Au cours de ces 10-15 dernières années, la droite patronale est parvenue à imposer l’intensification du travail, la stagnation des salaires réels, la précarisation de l’emploi, un temps de travail parmi les plus élevés d’Europe, et l’absence de protection légale contre les licenciements. D’où le développement d’un climat de stress, de souffrance et de peur croissant… En même temps, elle a tout fait pour faire reculer la solidarité: défiscalisation des fortunes privées, des capitaux, des gros revenus, des transactions financières et des profits; réduction des transferts en faveur des plus démuni.e.s et fragilisation des assurances sociales.

Au cours de ces 10-15 dernières années, l’UDC est devenue le premier parti de Suisse et s’est vue confier par la droite un second siège au Conseil fédéral, celui de Christoph Blocher. Elle a opéré un tournant populiste, se posant en championne de la Suisse d’en bas et faisant ainsi recette de la peur et de l’insécurité sociale pour désigner pêle-mêle les requérants d’asile, les étrangers, les chômeurs, les handicapés, les bénéficiaires de l’aide sociale, femmes et hommes, comme autant de «profiteurs», responsables de la dégradation des conditions de vie. En opposant entre elles les victimes de la mondialisation capitaliste, elle a réussi à exonérer ses principaux responsables, les gros actionnaires de La Suisse S.A.

La gauche politique et syndicale continue en revanche à chanter les louanges d’une collaboration «du moindre mal» avec les «milieux économiques», se contentant de stigmatiser «un certain patronat», responsable du dumping social.
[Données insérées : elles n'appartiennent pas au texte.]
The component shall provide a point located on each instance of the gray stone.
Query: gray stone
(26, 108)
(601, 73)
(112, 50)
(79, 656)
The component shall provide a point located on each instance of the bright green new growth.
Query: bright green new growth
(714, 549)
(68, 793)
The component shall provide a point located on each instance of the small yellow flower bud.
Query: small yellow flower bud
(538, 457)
Au plan politique, elle continue à revendiquer un compromis au centre, avec le PDC et une partie des Radicaux, excluant l’UDC. C’est avec un tel discours, que le PSS a soutenu la 11e révision de l’AVS ou la Loi libéralisant le marché de l’électricité (LME), qu’il est entré en matière sur le nouveau projet de Loi sur les étrangers, explicitement raciste, qu’il a traîné les pieds pour combattre le paquet fiscal, pourtant nettement rejeté par le peuple, ou qu’il refuse aujourd’hui de soutenir le référendum contre l’abolition du droit de timbre…
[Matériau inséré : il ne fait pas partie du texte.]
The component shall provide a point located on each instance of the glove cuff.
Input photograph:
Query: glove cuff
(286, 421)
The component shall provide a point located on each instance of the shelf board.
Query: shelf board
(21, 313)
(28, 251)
Face au durcissement des milieux dominants, nous appelons au contraire à la résistance. Nous refusons en effet un système économique qui enrichit une minorité au détriment de la majorité, qui dégrade chaque jour davantage nos conditions de travail et de vie, qui généralise l’insécurité sociale et privatise le service public. Nous défendons au contraire des relations sociales qui encouragent l’égalité, notamment entre hommes et femmes, qui privilégient la solidarité au travail, dans la formation, dans la vie de quartier et l’habitat, au détriment de la compétition effrénée et de la loi de la jungle.
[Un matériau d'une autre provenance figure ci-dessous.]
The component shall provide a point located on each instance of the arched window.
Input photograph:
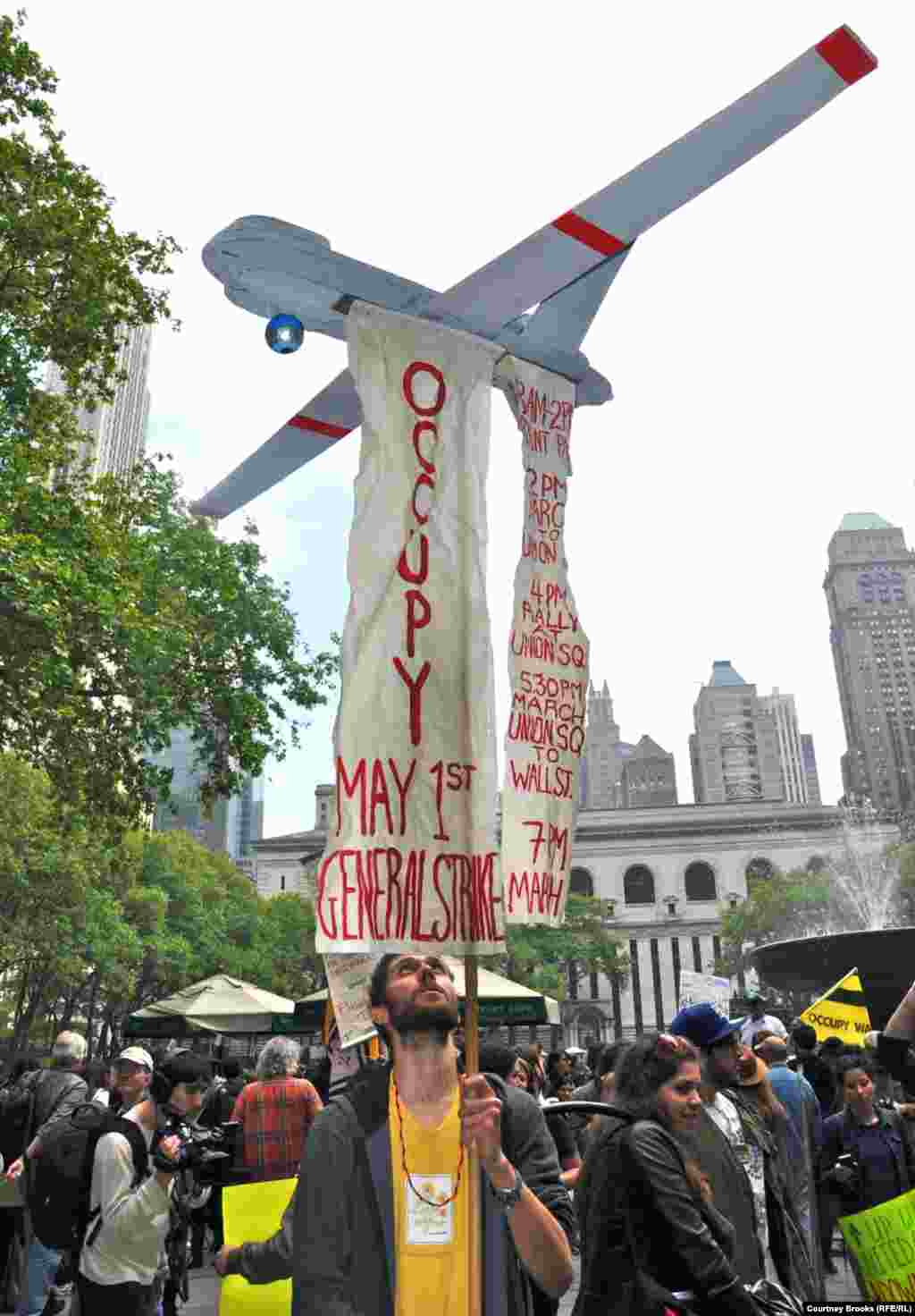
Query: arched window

C’est pourquoi, nous cherchons à dégager de chaque expérience de mobilisation les lignes de force d’un projet de société alternatif, d’un autre monde. Au moment où il devient de plus en plus difficile de gagner au quotidien sur des objectifs limités, il importe de ne pas réduire nos ambitions, au risque de sombrer dans l’aménagement de l’intolérable. Bien au contraire, pour assurer chacun de nos pas, il faut aussi relever la tête afin de redessiner ensemble l’horizon commun de nos luttes!